Psst... We're working on the next generation of Chowhound! View >
HOME > Chowhound > Cookware >
Mar 26, 2012 12:58 PM


I've been considering buying one of these, and noticed that the pots are substantially cheaper than regular 12 quart stockpots from the same ranges (I'm looking at All-Clad and the Sur La Table own brand). Does anyone know what the difference is? I'm assuming weight or quality in some respect, but I couldn't really toss around stock pots to tell. I want to know if I'm likely to be disappointed.

For what it's worth, I'm looking at this for boiling pasta, making chicken stock, and some steaming--primarily vegetables. In terms of size and shape, one of these would be really ideal for us, and while I know many people dislike the pasta insert, I've hurt myself with boiling water more than once.
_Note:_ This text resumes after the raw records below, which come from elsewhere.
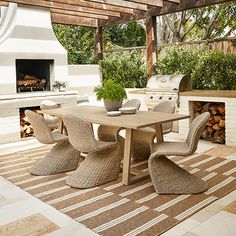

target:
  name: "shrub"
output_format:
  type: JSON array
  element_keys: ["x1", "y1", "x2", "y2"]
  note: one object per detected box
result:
[
  {"x1": 101, "y1": 51, "x2": 147, "y2": 88},
  {"x1": 192, "y1": 51, "x2": 236, "y2": 90},
  {"x1": 94, "y1": 80, "x2": 126, "y2": 100},
  {"x1": 157, "y1": 48, "x2": 203, "y2": 77},
  {"x1": 157, "y1": 48, "x2": 236, "y2": 90}
]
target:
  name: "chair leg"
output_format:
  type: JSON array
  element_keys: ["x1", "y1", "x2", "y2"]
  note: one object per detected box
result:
[
  {"x1": 30, "y1": 140, "x2": 80, "y2": 175},
  {"x1": 148, "y1": 155, "x2": 208, "y2": 194},
  {"x1": 132, "y1": 130, "x2": 155, "y2": 160},
  {"x1": 66, "y1": 144, "x2": 121, "y2": 188},
  {"x1": 97, "y1": 125, "x2": 125, "y2": 156}
]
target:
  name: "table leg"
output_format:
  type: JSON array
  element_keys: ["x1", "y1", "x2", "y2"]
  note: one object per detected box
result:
[
  {"x1": 122, "y1": 128, "x2": 133, "y2": 185},
  {"x1": 58, "y1": 119, "x2": 64, "y2": 134},
  {"x1": 156, "y1": 124, "x2": 163, "y2": 143},
  {"x1": 122, "y1": 128, "x2": 149, "y2": 185}
]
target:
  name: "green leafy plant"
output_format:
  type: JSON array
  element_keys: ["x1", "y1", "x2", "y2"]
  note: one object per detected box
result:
[
  {"x1": 192, "y1": 51, "x2": 236, "y2": 90},
  {"x1": 157, "y1": 48, "x2": 236, "y2": 90},
  {"x1": 94, "y1": 80, "x2": 127, "y2": 100},
  {"x1": 101, "y1": 50, "x2": 147, "y2": 88}
]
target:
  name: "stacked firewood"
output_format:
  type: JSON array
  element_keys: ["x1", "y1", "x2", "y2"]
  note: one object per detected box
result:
[
  {"x1": 16, "y1": 73, "x2": 46, "y2": 92},
  {"x1": 194, "y1": 102, "x2": 225, "y2": 143},
  {"x1": 20, "y1": 108, "x2": 39, "y2": 138}
]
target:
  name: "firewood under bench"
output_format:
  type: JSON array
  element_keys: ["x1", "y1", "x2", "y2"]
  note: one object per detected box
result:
[{"x1": 180, "y1": 90, "x2": 236, "y2": 146}]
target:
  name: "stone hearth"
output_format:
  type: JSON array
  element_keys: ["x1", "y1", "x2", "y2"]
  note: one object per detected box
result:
[{"x1": 0, "y1": 91, "x2": 77, "y2": 144}]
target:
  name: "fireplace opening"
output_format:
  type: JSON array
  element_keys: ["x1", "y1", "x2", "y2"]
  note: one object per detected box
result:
[
  {"x1": 20, "y1": 106, "x2": 40, "y2": 138},
  {"x1": 16, "y1": 59, "x2": 54, "y2": 93},
  {"x1": 193, "y1": 102, "x2": 225, "y2": 144}
]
  1. Click to Upload a photo (10 MB limit)
  1. Personally, I don't really think clad stockpots are worth it, a good disc base is fine for me. So you find that the multipots from a reputable brand are cheaper than the regular 12 qt, I wouldn't worry.

    I also dislike the pasta insert, I never would boil pasta in a 12 qt stockpot. I'm usually using a 2 or 3 qt, maybe a 4 qt if I'm doing a whole pound at once or I'm doing a long shape like spaghetti. You are less likely to burn yourself if you use less water and a smaller pot. (Unless you are cooking for a 8+ crowd regularly).

    1 Reply
    1. re: jaykayen

      I'm cooking for 4, but I find that a 4 quart pot doesn't hold enough water for the pasta to circulate well without sticking, and spaghetti and other long pasta don't fit well. They'd definitely do better in the tall, narrow pot.

    2. Assuming they're all the same, Williams-Sonoma says it's only cladded at the bottom (not cladded all the way up to the lip) and made in China.

      This could be a good alternative to pasta insert.

      I personally hate pasta inserts. I've read reviews of people getting hurt by boiling water because they either pulled the insert out too quickly or the holes being too small and water just splashed all over the place.......

      1. Mostly, I don't love the multi-pots, though I do occasionally use the pasta insert. I have the All-Clad one and got it a long time ago. I probably wouldn't buy it again, but I haven't tossed the inserts either. I mostly just use tongs to drain long pasta, and a colander to drain small shaped pasta, but I guess the insert occasionally comes in handy if you want to do multiple batches of really small pasta. Personally, I rarely / never use the steamer, but I also have a bamboo steamer. Even though they're a bit gimmicky, at least they don't take up extra space, and, as you say, they can be an OK deal.

        The All-Clad one is cheaper than other All-Clad products because it has a disk bottom; might be made overseas too, but not sure about that. You could look at the Tramontina one too, or just buy a heavy duty disk bottom stainless stockpot from a restaurant supply outfit, which should be quite a bit cheaper even than the ones you mention.

        I don't have as much luck as the poster above cooking pasta in a 2-4 qt pot, but for a lb or less of pasta, I usually reach for a 6 qt saucepan or an 8 qt short stockpot before a 12 qt.

        1. I really like my Cuisinart 12 qt multi pot. I bought it manly for stock. I use the pasta insert when making stock and then just lift out the bones and veggies when it's done cooking. Very convenient. I looked at the all-clad one but just couldn't justify the cost of the pentola 455 dollars and it's only 7 qt. Back when I was choosing one they had a 12 qt with the mesh insert and it had a lot of bad reviews, so I went with the Cuisinart instead. The new perforated 12 quart all clad looks nice.